For me, the life altering “it” was the discovery of metastatic colon cancer in my liver in October. Although doctors discovered cancer in my colon in December 2006, the initial knowledge was easier for me to accept than the discovery 10 months later that it had moved to another organ.
Two surgeries and six months of chemotherapy were supposed to prevent reoccurrence. As a father of four small children, an active member of Landmark Church and a seminary student pursuing a master’s degree in religion, I thought God would not allow this misfortune on me.
I mean, I was already committed to the growth of his kingdom. Then it hit me: His ways are not my ways, and my ways are not his ways. As someone who knows the beginning from the end, he knows the effect my illness will have on those around me. Although I have no idea how my sickness can positively affect God’s kingdom, my chore is to be faithful to him.
It is very natural to question why, as long as we do not lose sight of God’s sovereignty. It is also natural to question God’s will for our lives. Even Jesus, at Gethsemane, asked God if that cup, which included crucifixion, could be taken from him. But he resigned himself to allow God’s will be done.
Once God’s will is known, it is up to us to live and act accordingly. When we live this way, we are living the gospel. For those who never open the Bible, the way we live may be the only gospel they will ever read. God’s word says, “If our gospel be hid, it is hid to them that are lost” (2 Corinthians 4:3).
There is an old adage that suggests you only get one chance to make a good impression, and that applies to our walk with Christ, as well. If we are observed moping and swearing while we cope with our situation, it does not say much about our walk with Christ. However, if we cope with grace and dignity, people will see Christ in our actions, and it can lead to witnessing opportunities. Most importantly, others will see us living our faith.
For those who use sickness as an opportunity to question the existence of God, they usually fail to see the hypocrisy of their question.
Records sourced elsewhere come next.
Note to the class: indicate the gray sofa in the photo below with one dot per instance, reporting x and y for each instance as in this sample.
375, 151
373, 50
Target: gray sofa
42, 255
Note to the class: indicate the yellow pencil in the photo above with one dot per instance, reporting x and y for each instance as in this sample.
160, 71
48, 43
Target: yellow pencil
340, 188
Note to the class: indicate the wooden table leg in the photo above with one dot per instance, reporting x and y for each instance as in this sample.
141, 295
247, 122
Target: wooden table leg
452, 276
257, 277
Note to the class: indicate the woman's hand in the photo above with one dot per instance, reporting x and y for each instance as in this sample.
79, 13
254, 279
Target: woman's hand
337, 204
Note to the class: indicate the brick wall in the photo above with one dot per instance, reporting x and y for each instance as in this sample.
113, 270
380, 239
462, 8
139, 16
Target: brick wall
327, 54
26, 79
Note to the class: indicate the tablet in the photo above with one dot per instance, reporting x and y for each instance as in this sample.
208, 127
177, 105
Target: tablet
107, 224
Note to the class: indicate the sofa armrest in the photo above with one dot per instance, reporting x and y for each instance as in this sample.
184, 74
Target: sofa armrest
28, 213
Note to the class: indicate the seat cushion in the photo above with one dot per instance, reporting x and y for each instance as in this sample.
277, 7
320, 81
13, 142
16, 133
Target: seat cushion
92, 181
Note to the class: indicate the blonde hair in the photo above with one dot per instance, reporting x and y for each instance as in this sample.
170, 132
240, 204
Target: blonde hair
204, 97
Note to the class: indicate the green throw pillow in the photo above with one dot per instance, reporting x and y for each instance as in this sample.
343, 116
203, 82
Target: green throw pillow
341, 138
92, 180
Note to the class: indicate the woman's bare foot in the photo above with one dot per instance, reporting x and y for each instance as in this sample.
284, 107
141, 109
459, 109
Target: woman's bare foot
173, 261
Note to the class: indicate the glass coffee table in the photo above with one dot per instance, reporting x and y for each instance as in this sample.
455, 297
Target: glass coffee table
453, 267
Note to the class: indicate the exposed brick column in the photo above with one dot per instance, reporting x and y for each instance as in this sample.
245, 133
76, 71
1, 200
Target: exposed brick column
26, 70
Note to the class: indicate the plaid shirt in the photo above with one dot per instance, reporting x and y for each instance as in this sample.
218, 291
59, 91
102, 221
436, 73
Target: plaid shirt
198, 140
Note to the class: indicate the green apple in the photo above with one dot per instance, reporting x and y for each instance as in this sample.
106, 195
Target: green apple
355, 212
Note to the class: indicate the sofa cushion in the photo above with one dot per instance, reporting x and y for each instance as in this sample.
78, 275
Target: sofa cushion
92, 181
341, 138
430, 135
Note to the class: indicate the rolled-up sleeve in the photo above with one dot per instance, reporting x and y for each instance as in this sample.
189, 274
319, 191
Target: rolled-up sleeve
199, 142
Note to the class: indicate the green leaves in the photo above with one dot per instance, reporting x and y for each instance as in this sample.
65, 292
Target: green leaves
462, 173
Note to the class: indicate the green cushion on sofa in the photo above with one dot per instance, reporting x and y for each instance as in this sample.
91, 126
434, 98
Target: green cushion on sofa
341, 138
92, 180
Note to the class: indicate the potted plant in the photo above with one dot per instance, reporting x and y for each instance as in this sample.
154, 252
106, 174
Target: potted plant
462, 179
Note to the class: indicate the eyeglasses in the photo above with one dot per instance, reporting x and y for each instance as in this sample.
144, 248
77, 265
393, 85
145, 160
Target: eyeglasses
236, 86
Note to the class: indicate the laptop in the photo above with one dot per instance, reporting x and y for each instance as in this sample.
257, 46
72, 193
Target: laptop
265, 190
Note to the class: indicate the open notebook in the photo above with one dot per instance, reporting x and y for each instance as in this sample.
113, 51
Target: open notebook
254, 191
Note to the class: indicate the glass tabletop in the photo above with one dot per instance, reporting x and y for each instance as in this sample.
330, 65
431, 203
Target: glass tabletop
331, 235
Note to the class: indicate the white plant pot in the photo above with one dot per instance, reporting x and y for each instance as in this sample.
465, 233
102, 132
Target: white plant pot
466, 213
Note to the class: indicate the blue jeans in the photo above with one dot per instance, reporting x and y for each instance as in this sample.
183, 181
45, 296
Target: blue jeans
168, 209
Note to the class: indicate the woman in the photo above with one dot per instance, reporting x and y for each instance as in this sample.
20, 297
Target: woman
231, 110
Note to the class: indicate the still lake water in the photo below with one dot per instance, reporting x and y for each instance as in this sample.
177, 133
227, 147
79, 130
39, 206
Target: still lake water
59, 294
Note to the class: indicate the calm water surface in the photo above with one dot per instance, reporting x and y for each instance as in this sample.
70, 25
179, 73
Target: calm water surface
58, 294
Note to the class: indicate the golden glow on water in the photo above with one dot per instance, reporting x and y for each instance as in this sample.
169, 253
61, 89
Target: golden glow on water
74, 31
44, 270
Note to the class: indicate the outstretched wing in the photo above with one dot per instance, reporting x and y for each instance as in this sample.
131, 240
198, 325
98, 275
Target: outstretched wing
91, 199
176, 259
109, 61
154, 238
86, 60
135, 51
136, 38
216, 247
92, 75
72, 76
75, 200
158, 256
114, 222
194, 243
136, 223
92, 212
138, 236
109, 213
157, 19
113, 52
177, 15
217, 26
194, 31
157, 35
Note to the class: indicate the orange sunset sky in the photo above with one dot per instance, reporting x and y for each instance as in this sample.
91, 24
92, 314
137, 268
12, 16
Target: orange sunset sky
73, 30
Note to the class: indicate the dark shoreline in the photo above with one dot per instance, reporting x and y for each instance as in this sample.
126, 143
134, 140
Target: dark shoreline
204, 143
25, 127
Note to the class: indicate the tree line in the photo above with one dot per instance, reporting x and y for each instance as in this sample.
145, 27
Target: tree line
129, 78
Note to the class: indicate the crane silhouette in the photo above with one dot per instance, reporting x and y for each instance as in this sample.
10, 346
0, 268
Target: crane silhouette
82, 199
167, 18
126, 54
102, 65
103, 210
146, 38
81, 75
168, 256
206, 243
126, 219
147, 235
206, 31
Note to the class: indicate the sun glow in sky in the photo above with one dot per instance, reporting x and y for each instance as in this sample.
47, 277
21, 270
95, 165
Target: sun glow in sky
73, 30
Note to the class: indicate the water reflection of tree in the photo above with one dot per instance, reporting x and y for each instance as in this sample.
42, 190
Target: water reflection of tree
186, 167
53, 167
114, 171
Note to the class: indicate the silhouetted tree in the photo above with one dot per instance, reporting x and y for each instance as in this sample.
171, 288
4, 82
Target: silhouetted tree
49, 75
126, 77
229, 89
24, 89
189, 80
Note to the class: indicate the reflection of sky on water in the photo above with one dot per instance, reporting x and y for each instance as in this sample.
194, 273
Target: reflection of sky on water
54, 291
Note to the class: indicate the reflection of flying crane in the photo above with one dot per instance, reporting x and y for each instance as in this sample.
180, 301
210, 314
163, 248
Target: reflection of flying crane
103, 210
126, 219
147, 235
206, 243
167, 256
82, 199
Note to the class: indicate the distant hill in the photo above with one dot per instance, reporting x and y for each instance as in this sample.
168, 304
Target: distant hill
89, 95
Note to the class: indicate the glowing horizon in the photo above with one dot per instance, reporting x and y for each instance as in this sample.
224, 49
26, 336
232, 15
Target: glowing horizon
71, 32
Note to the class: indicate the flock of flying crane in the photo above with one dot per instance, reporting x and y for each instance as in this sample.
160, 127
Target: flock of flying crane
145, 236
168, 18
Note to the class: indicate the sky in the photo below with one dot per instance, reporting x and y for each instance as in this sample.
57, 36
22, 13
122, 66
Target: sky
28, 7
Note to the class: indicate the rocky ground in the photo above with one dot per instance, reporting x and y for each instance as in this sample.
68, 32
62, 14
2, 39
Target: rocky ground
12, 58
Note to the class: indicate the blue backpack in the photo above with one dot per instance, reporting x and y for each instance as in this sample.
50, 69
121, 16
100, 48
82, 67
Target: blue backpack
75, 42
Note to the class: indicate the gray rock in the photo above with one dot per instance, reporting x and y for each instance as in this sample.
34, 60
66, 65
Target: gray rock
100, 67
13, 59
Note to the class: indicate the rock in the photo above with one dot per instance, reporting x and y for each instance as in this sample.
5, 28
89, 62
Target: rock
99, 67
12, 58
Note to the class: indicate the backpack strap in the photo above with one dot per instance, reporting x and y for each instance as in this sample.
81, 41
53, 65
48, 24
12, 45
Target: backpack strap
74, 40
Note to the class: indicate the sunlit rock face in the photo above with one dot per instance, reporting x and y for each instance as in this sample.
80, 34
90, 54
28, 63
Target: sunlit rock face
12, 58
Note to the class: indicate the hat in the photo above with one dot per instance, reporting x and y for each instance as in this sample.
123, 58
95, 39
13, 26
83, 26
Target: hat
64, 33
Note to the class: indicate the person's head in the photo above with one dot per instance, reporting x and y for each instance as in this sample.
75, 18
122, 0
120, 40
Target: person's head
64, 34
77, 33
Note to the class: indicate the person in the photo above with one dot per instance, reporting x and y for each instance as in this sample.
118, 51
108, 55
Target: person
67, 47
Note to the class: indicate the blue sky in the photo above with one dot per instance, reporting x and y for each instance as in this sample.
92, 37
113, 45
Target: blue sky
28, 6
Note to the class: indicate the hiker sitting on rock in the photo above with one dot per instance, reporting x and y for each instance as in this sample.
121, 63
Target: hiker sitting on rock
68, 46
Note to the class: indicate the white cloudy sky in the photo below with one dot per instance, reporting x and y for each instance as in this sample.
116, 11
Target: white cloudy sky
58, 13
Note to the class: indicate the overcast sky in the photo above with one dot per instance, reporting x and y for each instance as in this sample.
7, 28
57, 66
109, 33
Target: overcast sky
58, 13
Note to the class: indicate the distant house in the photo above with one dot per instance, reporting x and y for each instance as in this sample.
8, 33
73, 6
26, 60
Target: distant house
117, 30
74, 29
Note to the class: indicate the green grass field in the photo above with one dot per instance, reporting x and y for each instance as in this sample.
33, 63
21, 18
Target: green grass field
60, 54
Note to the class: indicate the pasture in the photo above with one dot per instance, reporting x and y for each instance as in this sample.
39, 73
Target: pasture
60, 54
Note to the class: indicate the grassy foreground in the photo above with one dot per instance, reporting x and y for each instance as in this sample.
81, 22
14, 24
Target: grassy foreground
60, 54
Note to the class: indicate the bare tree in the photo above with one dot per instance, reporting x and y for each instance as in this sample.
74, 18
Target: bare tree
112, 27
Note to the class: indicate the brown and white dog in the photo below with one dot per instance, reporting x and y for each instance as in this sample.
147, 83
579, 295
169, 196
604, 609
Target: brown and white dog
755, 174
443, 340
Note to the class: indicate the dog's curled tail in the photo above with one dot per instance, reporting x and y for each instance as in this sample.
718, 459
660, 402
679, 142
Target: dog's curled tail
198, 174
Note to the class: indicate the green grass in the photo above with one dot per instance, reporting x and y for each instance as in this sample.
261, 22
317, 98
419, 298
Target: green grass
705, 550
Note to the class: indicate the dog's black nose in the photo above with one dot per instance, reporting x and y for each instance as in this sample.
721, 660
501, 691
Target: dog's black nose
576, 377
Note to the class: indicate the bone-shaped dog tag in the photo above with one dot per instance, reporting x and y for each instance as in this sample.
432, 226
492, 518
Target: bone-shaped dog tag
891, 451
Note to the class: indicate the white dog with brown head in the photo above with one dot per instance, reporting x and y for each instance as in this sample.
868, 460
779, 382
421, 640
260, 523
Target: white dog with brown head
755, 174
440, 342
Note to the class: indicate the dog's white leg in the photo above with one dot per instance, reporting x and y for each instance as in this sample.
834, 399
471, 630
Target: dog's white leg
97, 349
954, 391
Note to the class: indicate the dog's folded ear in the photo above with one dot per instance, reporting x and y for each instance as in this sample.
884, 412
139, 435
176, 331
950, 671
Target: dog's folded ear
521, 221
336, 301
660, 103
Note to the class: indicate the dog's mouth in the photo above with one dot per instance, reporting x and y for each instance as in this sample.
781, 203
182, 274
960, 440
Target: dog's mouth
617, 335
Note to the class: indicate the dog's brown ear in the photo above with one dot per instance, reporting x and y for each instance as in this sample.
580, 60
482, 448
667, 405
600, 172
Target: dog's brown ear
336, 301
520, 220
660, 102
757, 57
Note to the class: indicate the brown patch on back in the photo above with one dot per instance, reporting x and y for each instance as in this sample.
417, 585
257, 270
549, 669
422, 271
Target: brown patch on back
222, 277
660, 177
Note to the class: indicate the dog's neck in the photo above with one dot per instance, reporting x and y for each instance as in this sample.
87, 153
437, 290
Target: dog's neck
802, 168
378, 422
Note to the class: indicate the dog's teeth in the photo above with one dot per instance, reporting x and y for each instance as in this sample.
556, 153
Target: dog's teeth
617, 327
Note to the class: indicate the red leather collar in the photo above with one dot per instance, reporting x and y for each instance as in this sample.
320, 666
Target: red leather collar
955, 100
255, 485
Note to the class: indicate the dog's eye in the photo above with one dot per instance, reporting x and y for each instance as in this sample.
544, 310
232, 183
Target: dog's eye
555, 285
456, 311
They have no problem believing objective evil exists and sickness is a form of evil. However, you cannot have evil unless you have an absolute standard of morals.
If you do not believe there is an absolute standard of morals, which God represents, then there cannot be evil either. As a result, an individual’s definition of good and evil would be relative ó a shifting opinion based upon the circumstances surrounding his upbringing and influences. Conversely, to believe in evil is to inadvertently recognize the existence of an absolute moral standard and the existence of God. Moral relativism and objective evil cannot be true at the same time; consequently, if you believe in objective evil, relativism must be false.
As of today, I am still battling cancer. I am undergoing my third chemotherapy regimen and have had limited success so far. However, the current regimen, which I just started a few weeks ago, is, I believe, the one that will ultimately heal me.
I am excited the end is near.
I have experienced numerous peaks, valleys and winding roads along the way. There have been times when it seemed too difficult to continue. God’s word, however, says, “Come unto me, all ye that labor and are heavy laden, and I will give you rest” (Matthew 11:28).
During these difficult times, I simply drop my burdens at the foot of the cross. He is also the ultimate source of strength and his strength is made perfect in weakness (2 Corinthians 12:9). I count myself blessed to have this source of strength to rely on.
Ultimately, when I receive my great reward, I look forward to the salutation of “my good and faithful servant.” Notice, God’s word does not say successful servant, for we are not judged by the number we help lead to the Lord. Instead, we are to be faithful to his will, whatever that is. He will do the rest.